Arrow-right Camera
The Spokesman-Review Newspaper
Spokane, Washington  Est. May 19, 1883

Family remains despite changes


Phyllis Wardle and her mother, Rose Chesurin, stand in the doorway of the Sprague Avenue home. The family used to own the Casa Loma Motel, built in the 1920s, and has lived along Sprague for decades. 
 (Brian Plonka / The Spokesman-Review)

The invisible woman of Sprague Avenue pulled her back door partially open, and peered with suspicion through the screen, seemingly surprised she’d been noticed.

No one notices the invisible woman, not the kids on bicycles cutting through her lawn, not the myriad motorists ruffling her hedges with their mechanized wind, not the patrons of the restaurants and you-finish furniture stores surrounding her.

But there she is, standing in her doorway cradling a cordless phone and talking with her daughter next door, whom she encouraged to stay on the line in case anything went wrong.

“Who are you?” she said to the visitor on her steps, her voice hardening and buckling like the six-lane street outside her home between Bowdish and University. “And what do you want?”

Want? As if discovering a woman living beside a road considered too harsh even for knapweed by some wasn’t enough? The rolling roar of asphalt and tires never lets up, not to mention the neighbors and their rock-bottom, blowout prices.

But Rose Chesurin, 81, who has spent all but 11 years of her life on Sprague’s southern edge, doesn’t see the strip that way. “You want to see what it used to be like,” she said, “you should see the movie.”

The “movie” is mile-long celluloid ribbon documenting the best years of Chesurin’s life. Her daughters Mimi and Phyllis star in the production, which uses 1950s Sprague Avenue as a backdrop.

Her husband Gilio, or G, did the filming. To see the footage today, some 50 years after its shooting, is to see G’s family as he did with his right eye pressed against the viewfinder. G died seven years ago.

Even in monochrome, old Sprague Avenue outshines the new one. There’s a road barely two lanes wide running in front of the Chesurin home as kids roll down the driveway on tricycles.

You can count to 20 before a car rolls by. Mimi and Phyllis are girls playing in the ebb of a suburb’s low tide. They are surrounded by empty land with a future as bright as spring grass. They smile like the Andersons of “Father Knows Best,” except warmer, broader than anything Bud or Kitten could muster.

This Sprague, the backdrop for Mimi and Phyllis’ childhood, was America’s through street from Seattle to Minneapolis, U.S. Highway 10.

Chesurin still calls Sprague “the highway.” Her parents, Tony and Philomena Close, gravitated here in the 1920s to start a motel on the avenue, which was then dirt for 1,650 miles. Her father, an ambitious man who spoke six languages, named the motel Casa Loma, the house on the hill.

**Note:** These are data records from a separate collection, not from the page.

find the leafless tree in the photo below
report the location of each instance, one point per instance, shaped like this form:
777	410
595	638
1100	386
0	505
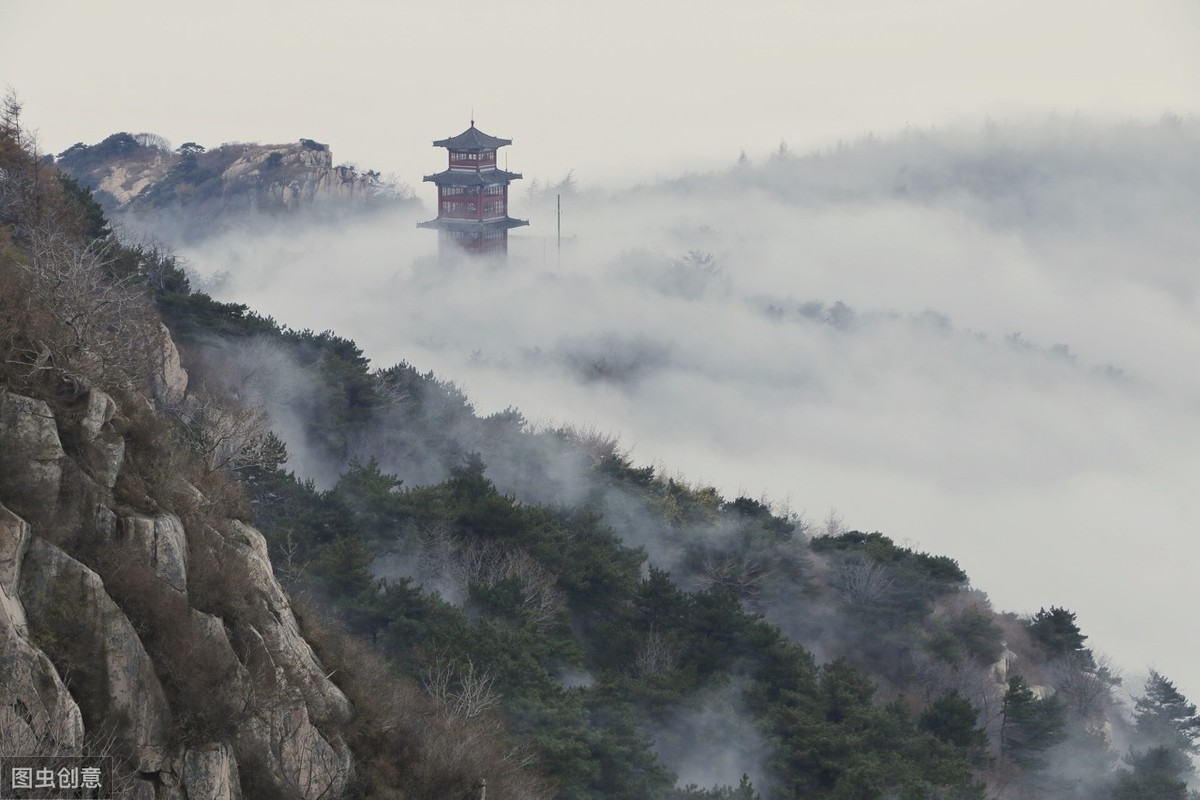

It is a one story, horseshoe- shaped building with a Shell station on the end of one leg and a produce market on the other. The family was so proud of that building, Chesurin said, it was featured on free postcards handed out to guests.

And the Closes’ children built their homes just a short walk behind their parents, the younger generation helping out the old. The family still lives that way today.

“We had a tavern. My brother had a tavern, Carl’s Tavern in Dishman, where we used to sell Coneys and beer,” Chesurin said. “And we had an auction house in Dishman, and a car lot. Mimi was an auctioneer, just 9 years old. She was the best auctioneer you’d ever seen.”

But the ‘50s ended and so did the film. The Chesurins overturned their family car on a trip to Libby, Mont., and Mimi died in the accident. Rose Chesurin’s mother died just two weeks later and the family’s Golden Age on Sprague just disappeared.

And the invisible woman, who recognizes the shadows of a beautiful Sprague Avenue life no one else sees, receded into the thicket of backlit signs and discount stores going up around her.